Things that play several roles at once. A real object is often serializable, comparable, drawable, and persistable, all at the same time. These are not a kind it belongs to. They are capabilities it happens to have. A single-rooted taxonomy has one base class and one lineage. It cannot express “is several unrelated things at once.” That is why static OO languages had to bolt on interfaces, traits, and mixins. They needed to recover what the strict tree forbids. The world is not actually a tree. But inheritance assumes it is, because the simulated worlds it came from largely were.
Cross-cutting concerns. Things like logging, security, transactions, and caching run across the entire population of objects. They belong to no single kind. There is no entity in the harbor called “logging.” Every attempt to force such concerns into the class hierarchy distorts it. This eventually drove people to aspects, decorators, and middleware. These approaches admit that not everything is a noun in a taxonomy.

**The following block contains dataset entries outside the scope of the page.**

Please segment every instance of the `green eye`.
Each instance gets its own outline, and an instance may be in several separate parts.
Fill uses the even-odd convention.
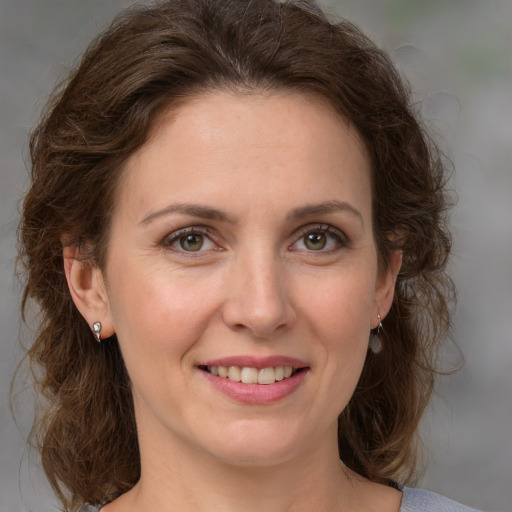
[[[204,237],[200,234],[185,235],[179,238],[180,247],[184,251],[194,252],[199,251],[204,244]]]
[[[327,244],[325,233],[308,233],[304,236],[304,245],[310,251],[321,251]]]
[[[201,254],[218,249],[209,235],[208,228],[201,226],[191,226],[170,233],[162,240],[162,245],[181,254],[193,252]]]
[[[348,238],[345,233],[329,224],[304,226],[297,233],[297,236],[297,241],[289,247],[291,251],[318,252],[323,254],[348,247]]]

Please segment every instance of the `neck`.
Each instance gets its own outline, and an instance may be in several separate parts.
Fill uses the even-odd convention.
[[[120,510],[355,510],[354,475],[339,461],[336,442],[331,432],[321,446],[268,465],[234,465],[184,443],[141,444],[141,479]]]

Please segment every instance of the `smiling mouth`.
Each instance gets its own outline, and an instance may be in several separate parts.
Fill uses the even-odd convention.
[[[250,366],[200,366],[201,370],[216,377],[229,379],[232,382],[243,384],[275,384],[286,380],[306,368],[293,366],[269,366],[267,368],[254,368]]]

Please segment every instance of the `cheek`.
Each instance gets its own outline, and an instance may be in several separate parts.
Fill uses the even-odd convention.
[[[340,272],[303,293],[303,315],[322,349],[326,386],[342,402],[352,394],[367,354],[374,300],[368,275],[372,272]]]
[[[142,260],[142,258],[141,258]],[[130,358],[183,357],[216,311],[213,278],[184,278],[161,265],[128,260],[109,279],[111,310],[127,365]],[[126,276],[131,276],[126,279]]]
[[[115,276],[112,310],[136,410],[142,414],[149,408],[167,421],[166,408],[180,411],[180,397],[190,388],[187,368],[215,315],[216,288],[199,281],[192,286],[173,272],[123,268],[132,278]]]
[[[351,266],[323,275],[310,286],[301,286],[300,307],[320,330],[342,338],[357,333],[367,338],[375,296],[373,273]]]

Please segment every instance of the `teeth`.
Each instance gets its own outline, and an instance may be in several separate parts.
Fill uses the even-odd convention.
[[[230,366],[228,369],[228,379],[234,382],[240,382],[241,373],[238,366]]]
[[[244,366],[240,373],[240,380],[244,384],[258,384],[258,370],[256,368],[249,368],[248,366]]]
[[[218,375],[227,378],[233,382],[243,382],[244,384],[274,384],[283,379],[291,377],[293,367],[275,366],[268,368],[252,368],[249,366],[208,366],[208,371],[212,375]]]
[[[274,384],[276,381],[276,371],[274,368],[262,368],[258,372],[258,384]]]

The pattern behind all of these is one mistake, made early and repeated everywhere. Simula gave us a superb tool for one job. That job was describing a closed world of classified, interacting, identity-bearing actors. We mistook it for a tool for every job. Sometimes your problem genuinely is such a world. Graphical user interfaces, with their nested widgets, were exactly such a world. That is why early OOP and GUIs fit like a hand in a glove. There, the tool is a joy. But your problem may be values, or transformations, or capabilities, or concerns that cut across the whole system. Then the tool makes you build a simulation of something that was never a simulation to begin with.
Inheritance was invented to model a world that is already organized into kinds. Most of programming is not that world.
So object-oriented programming did not begin as a theory of how to structure software. It began as a way to make a computer pretend to be a harbor. The pretense was wildly successful, and the vocabulary was vivid. So we adopted it for everything. Along with the genuine gift of user-defined types, we inherited something else. We inherited a static, taxonomic, closed-world model. It fits some problems perfectly and quietly deforms the rest. The chapters that follow are, in large part, the story of discovering which was which.